Pangaea - Tax Court of Canada finds that an agreement with another shareholder to enter into a share sale with a 3rd party was a restrictive covenant

A non-resident shareholder (“Pangaea”) of a Canadian corporation (“Public Mobile”) was required under the terms of the unanimous shareholder agreement to agree to any sale of the Public Mobile shares. A resident shareholder paid Pangaea a lump sum for its agreement to execute a share purchase agreement.

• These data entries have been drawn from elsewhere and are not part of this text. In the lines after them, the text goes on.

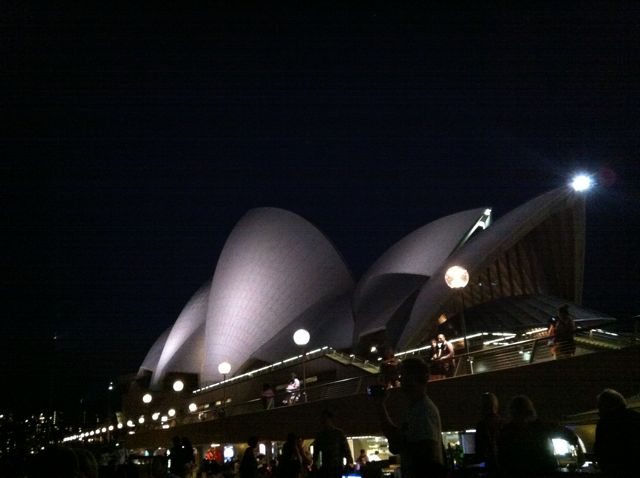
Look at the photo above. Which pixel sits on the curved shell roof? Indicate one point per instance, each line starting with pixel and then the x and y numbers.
pixel 478 253
pixel 150 362
pixel 273 267
pixel 406 266
pixel 176 355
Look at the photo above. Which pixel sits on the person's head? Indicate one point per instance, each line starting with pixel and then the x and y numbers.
pixel 610 401
pixel 414 374
pixel 488 404
pixel 521 409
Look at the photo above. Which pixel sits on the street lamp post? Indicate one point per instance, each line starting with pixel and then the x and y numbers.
pixel 457 278
pixel 301 338
pixel 224 368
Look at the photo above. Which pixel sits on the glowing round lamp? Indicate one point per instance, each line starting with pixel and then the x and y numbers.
pixel 301 337
pixel 178 386
pixel 581 182
pixel 224 368
pixel 456 277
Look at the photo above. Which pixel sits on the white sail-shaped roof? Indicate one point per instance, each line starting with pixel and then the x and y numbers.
pixel 273 267
pixel 504 234
pixel 190 322
pixel 408 264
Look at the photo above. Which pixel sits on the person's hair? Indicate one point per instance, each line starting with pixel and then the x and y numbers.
pixel 488 404
pixel 521 408
pixel 415 368
pixel 610 400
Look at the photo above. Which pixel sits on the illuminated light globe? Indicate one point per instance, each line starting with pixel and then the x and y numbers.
pixel 301 337
pixel 178 386
pixel 456 277
pixel 224 368
pixel 581 182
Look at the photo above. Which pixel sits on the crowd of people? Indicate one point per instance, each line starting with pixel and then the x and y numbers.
pixel 518 444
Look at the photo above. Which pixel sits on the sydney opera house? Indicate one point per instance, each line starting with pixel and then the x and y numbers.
pixel 277 273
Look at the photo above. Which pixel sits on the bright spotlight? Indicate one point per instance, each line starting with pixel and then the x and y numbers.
pixel 301 337
pixel 178 386
pixel 581 182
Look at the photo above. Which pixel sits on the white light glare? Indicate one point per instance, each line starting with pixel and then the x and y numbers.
pixel 178 386
pixel 301 337
pixel 581 182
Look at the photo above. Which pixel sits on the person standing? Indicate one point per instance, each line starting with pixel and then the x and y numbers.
pixel 330 448
pixel 565 330
pixel 487 433
pixel 249 463
pixel 417 435
pixel 445 356
pixel 293 389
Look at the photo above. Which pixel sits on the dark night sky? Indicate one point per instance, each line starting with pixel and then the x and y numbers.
pixel 132 142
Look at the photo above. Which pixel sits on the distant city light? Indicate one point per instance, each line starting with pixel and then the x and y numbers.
pixel 224 368
pixel 581 182
pixel 456 277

In confirming CRA’s view that this was a restrictive covenant payment that was subject to Part XIII tax under s. 212(1)(i), Smith J found that the agreement of Pangaea to waive its veto right was an agreement that “affected” the disposition of property (the Public Mobile shares), as contemplated under the restrictive covenant definition. He further rejected Pangaea’s submission that, as it had disposed of its veto right, the exclusion from the definition for an agreement that disposes of the taxpayer’s property applied, stating:

I find that there is no evidence of a conveyance or disposition of the Appellant’s veto right — even if it can properly be characterized as “property”. … [T]here was no evidence of an assignment of the veto right to a third party.

Neal Armstrong. Summary of Pangaea One Acquisition Holdings XII S.À.R.L. v. The Queen, 2018 TCC 158 under s. 56.4(1) – restrictive covenant.